終始にこやかでユーモアを交えた校長先生の話は1時間近くあったでしょうか。失敗談やマイナス面の話もありましたが、それらをあから
さまにしているところに親近感を覚えました。常に等身大の生徒の姿を語っており、温かく見守っている先生方の姿勢を感じることができ
ました。
たぐいまれな教育空間の豊かさに驚き
「施設・設備は一つの教材」というだけあり、説明会後の校内見学が一番の楽しみでした。およそ20のグループに分かれ、それぞれに
担当の先生が付き案内してくれました。個別相談も同時に行なわれ、授業のある平日にもかかわらず、この学校を支えているスタッフの多
さには驚きです。先生方はみな落ち着いた印象で、生徒をしっかりと受けとめてくれる包容力を感じさせます。
この学校の一等席はガラス張りの図書館だそうです。玄関から階段を上った真正面にあり、ここの天井もルーパーによる光の調節ができ、
自然光が降り注ぐ明るい空間です。i―Macが25台設置され、調べ学習に活用されています。
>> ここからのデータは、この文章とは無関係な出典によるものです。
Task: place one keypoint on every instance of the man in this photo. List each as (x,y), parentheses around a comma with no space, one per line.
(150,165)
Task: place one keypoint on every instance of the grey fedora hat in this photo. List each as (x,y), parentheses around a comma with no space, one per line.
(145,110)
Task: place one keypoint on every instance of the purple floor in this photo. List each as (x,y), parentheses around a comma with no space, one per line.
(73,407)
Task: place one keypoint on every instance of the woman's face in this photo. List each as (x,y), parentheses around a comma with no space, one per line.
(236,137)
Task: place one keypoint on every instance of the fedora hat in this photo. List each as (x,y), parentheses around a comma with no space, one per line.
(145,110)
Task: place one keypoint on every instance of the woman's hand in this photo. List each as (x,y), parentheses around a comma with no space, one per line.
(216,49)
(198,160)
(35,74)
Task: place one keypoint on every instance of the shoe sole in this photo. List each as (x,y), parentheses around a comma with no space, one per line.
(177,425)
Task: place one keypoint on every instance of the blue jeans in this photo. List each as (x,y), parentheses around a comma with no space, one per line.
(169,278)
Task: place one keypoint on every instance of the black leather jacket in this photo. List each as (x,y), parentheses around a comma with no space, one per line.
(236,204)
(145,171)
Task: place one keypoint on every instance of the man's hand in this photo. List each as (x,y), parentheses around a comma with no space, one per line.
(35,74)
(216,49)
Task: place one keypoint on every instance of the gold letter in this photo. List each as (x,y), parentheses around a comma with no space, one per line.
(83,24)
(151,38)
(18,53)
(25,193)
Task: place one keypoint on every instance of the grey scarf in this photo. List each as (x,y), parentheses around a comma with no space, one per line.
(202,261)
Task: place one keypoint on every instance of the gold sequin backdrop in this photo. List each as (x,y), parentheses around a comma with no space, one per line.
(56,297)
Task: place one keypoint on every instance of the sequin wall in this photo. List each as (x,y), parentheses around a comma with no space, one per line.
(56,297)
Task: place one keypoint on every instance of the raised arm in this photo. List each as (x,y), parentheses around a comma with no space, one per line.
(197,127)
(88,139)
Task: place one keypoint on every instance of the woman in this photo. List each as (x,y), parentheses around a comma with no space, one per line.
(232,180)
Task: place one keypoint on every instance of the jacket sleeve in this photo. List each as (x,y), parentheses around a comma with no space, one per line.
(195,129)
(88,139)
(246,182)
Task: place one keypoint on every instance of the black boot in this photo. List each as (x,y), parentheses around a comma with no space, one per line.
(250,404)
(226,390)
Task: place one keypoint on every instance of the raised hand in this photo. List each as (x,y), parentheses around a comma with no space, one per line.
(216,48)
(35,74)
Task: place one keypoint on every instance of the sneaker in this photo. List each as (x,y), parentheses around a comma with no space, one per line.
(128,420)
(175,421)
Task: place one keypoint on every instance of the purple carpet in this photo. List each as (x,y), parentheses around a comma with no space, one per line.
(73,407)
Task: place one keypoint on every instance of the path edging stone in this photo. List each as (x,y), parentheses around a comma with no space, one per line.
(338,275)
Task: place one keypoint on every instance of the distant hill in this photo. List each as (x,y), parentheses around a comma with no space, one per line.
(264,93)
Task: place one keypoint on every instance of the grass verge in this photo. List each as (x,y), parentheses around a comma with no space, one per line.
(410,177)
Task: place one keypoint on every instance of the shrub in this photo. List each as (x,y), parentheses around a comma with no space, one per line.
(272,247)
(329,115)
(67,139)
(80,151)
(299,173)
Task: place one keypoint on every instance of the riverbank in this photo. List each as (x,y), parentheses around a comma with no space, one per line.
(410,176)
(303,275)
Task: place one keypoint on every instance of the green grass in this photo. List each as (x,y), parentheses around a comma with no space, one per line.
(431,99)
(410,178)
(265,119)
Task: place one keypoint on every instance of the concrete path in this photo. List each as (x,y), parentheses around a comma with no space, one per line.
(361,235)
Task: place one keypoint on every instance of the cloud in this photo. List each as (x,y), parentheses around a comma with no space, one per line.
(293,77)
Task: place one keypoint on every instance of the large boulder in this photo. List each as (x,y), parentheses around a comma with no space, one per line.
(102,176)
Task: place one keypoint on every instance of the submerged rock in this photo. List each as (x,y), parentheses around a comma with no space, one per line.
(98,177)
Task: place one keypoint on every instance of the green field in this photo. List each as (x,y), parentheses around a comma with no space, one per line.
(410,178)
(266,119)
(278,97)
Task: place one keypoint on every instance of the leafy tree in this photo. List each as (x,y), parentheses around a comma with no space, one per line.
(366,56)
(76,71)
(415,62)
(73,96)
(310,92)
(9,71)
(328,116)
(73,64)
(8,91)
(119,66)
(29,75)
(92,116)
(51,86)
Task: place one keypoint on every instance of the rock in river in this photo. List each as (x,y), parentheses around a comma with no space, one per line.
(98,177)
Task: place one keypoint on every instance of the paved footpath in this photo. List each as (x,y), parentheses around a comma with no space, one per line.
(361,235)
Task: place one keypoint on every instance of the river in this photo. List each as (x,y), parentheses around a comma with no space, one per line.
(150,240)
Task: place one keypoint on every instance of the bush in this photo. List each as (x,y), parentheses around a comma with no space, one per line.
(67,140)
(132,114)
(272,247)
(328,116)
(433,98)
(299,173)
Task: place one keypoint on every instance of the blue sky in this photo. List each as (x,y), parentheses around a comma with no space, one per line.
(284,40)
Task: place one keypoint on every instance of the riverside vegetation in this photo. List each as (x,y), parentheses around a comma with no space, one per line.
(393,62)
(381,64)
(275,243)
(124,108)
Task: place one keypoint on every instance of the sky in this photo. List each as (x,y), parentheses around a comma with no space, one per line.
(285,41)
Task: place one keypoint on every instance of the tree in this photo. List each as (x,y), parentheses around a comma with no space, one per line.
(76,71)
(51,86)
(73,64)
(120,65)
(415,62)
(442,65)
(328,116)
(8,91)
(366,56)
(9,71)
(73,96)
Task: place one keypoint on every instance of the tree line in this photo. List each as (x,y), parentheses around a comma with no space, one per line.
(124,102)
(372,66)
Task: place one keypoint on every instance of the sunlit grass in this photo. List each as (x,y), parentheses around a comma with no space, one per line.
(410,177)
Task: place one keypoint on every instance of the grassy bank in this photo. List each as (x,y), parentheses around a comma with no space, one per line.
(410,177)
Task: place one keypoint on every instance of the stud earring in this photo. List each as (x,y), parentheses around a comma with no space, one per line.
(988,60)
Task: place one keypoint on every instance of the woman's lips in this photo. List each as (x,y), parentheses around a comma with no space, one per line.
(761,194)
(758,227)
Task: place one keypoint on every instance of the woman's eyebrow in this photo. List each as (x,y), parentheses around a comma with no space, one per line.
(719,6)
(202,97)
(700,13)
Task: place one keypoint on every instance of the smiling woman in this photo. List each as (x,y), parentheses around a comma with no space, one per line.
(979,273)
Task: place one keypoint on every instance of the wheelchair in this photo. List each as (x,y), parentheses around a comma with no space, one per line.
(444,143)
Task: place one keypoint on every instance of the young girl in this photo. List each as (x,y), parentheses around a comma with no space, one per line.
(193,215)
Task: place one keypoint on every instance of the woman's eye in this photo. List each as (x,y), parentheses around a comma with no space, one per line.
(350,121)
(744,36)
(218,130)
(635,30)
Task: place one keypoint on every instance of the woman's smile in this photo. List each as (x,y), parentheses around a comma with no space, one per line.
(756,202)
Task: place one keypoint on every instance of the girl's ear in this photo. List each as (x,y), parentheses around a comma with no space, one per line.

職員室の隣には60席の自習室があり、
朝から下校時間まで開放しているそうです。300人収容できる広いカフェテリアは生徒に一番人気。卒業生から記念品として贈られた
テーブルと椅子が置かれたオープンカフェもお洒落です。「コンコルド」のパンやケーキも売られて、生徒の憩いの場になっています。
これらの場所では、自主的に学ぶ生徒の姿が多く見られるそうです。案内してくださった先生の話によると、面白いことに次第に席が固
定化してくるのだそうです。
大講堂の他に一学年分の生徒を収容できる小講堂。水はけの良い人工芝の校庭。大体育館の他に鏡張りで床暖房完備のダンスホール。
ここでは百人一首大会なども開かれるそうです。窓をなくし音が中心に集まるように設計された音楽室。調理と試食のスペースが分かれ
ている調理室。一人一台のミシンがある被服室。被服室では、スウェーデン刺繍の授業の最中でした。情報科の授業や進学指導のために
家庭科の授業が軽視されがちですが、ほっとする場面を見ることができました。もちろん、ノート型パソコン45台を設置したパソコン
室もあり、刺繍の図案は一人一人がパソコンを使って作成したものでした。
教室にある机や椅子は全て同サイズの輸入物で、一回り大きくゆったりした感じでした。廊下には一人一人のロッカー、少人数授業のた
めの小さい教室も各学年のフロアに設置されるほどの充実ぶり。スロープやエレベーターもあり、バリアフリーにも対応しています。
施設・設備と理想的な教育環境が整った洗足学園。恵まれた環境は心にゆとりをもたらすに違いありません。教育の中身も充実しており、
確かな進学実績へと結びついています。まだ進行中だという学校改革の行方も目が離せません。